Covid-19 salgınından dolayı çocukların teknolojiyi daha sık kullandığını belirten Öger, şunları söyledi:
“Pandemi döneminde gençlerin ve çocukların internet teknolojisi ile daha yakından ve daha yoğun bir şekilde tanışması, internetin yalnızca eğitim çalışmaları endeksli değil, aynı zamanda ebeveynlerin çocuklarına evde zaman geçirtme, çocukları meşgul etme, susturma aracı olarak da internet ve teknolojiyi kullandıklarını şahit olabiliyoruz. Çok fazla evde kapalı kalan çocuklarda fiziksel ve ruhsal hastalıklar oluşabileceği gibi aynı zamanda teknolojiyi sosyal medya kullanımına aşırı meyletme, sosyal medya veya internet üzerinden birçok kişi ile oynanan sanal oyunlara bağımlılık gibi teknoloji orjinli bağımlılıklar aileleri ve bizleri ilerideki zamanlarda daha fazla üzebilir. Bu açıdan ebeveynlerin çocuklarına ve gençlere yönelik internet kullanımının süresini sınırlandırmasını öneriyoruz.”
“Ailelere rehberlik edilmeli”
Özellikle gençler başta olmak üzere dünya nüfusunun yüzde 5’inin madde kullandığını aktaran Öger, “Özellikle pandemi salgınında vefa gruplarının 65 yaş üstü veya kronik rahatsızlığı olan vatandaşlarımıza yardım yetiştirmesi ile beraber birçok ilde valilik ve belediyelerde oluşturulan psiko-sosyal destek hatları madde, alkol ve tütün kullanımı noktasında danışmanlık yapmalıdır. Ayrıca medya ve internet kullanımı konusunda da ailelere rehberlik etmelidir.” ifadelerini kullandı.
Bu dönemde maddeden kurtulmak isteyen gençlerin hızlı bir şekilde tedaviye yönlendirilmesi gerektiğini belirten Öger, “Vefa grupları içerisinde bağımlılıkla mücadele çalışması yapan psiko-sosyal destek veren başta Yeşilay YEDAM olmak üzere diğer sivil toplum kuruluşları elemanlarının da sahada olmasının önü açılmalı, bağımlılıklarla mücadele çalışmalarına hız verilmelidir. Kurulacak olan Pandemi Hastaneleri’nin salgın sonrasında bağımlı bireylerin tedavi ve rehabilitasyonu yapılabilecek şekilde yasal mevzuat hazırlanmalı, hastaneler buna göre inşa edilmelidir.” dedi.
“Evlerde çocuklar daha fazla kültürel, sportif ve sanatsal çalışmalara yönlendirilmeli”

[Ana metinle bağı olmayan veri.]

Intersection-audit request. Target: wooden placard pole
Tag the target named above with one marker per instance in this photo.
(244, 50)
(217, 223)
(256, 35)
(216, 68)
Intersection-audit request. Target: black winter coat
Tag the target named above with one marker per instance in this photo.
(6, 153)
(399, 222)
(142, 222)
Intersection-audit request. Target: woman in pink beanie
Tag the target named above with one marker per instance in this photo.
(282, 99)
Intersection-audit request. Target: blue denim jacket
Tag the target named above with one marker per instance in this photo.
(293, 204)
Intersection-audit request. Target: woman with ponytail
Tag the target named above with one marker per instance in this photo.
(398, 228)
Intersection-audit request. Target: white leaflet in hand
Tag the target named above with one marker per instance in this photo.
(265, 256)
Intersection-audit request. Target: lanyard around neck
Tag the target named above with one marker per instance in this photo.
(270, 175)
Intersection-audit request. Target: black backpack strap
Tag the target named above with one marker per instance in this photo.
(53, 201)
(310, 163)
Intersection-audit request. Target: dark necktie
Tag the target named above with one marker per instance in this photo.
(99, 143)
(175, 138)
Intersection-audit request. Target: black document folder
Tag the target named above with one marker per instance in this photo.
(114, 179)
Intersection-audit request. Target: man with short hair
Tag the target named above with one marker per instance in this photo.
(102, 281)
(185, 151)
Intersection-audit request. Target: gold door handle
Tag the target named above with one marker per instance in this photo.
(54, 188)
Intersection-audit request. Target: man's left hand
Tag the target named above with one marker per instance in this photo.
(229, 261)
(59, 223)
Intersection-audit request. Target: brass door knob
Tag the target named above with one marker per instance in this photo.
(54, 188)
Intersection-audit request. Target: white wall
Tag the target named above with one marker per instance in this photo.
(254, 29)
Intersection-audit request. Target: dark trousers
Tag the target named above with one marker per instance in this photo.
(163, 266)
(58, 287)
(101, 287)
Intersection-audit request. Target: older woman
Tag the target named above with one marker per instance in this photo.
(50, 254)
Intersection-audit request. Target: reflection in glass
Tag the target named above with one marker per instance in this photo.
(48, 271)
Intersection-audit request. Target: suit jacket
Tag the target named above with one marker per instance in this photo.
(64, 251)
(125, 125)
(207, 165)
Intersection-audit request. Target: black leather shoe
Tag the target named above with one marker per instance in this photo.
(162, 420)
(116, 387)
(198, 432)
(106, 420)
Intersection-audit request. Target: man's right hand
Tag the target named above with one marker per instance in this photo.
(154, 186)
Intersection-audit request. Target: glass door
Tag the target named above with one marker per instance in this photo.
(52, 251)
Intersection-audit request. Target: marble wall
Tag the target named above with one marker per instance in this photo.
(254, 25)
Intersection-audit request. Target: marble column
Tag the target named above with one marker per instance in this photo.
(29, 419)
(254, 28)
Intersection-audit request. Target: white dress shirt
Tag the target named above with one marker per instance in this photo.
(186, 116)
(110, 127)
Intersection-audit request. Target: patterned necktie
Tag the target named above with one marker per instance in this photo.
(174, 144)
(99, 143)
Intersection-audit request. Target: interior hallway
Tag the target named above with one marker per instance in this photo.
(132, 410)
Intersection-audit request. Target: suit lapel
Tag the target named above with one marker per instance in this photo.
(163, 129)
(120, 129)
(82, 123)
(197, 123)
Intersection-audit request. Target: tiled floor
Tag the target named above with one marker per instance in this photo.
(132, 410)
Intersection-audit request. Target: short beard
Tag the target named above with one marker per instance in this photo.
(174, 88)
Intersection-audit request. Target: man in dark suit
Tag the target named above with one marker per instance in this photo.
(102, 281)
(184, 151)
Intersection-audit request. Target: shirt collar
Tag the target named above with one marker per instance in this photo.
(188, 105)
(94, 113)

Öger, konuşmasını şöyle sürdürdü: “Medyaya yansıyan yüzü ile değil hayata yansıyan yüzüyle çocuklar evlerde daha fazla kültürel, sanatsal, sportif çalışmalar yapabilecek alternatiflere yönlendirilmelidir. Ayrıca Ramazan Ayının gelmesiyle beraber hem İslam coğrafyasına ve hem de ülkemize sirayet edecek olan manevi iklimin feyiz ve bereketinden faydalanabilmek için sadece ekonomik çalışmalar değil aynı zamanda psiko-sosyal çalışmalara da ağırlık verilmelidir.”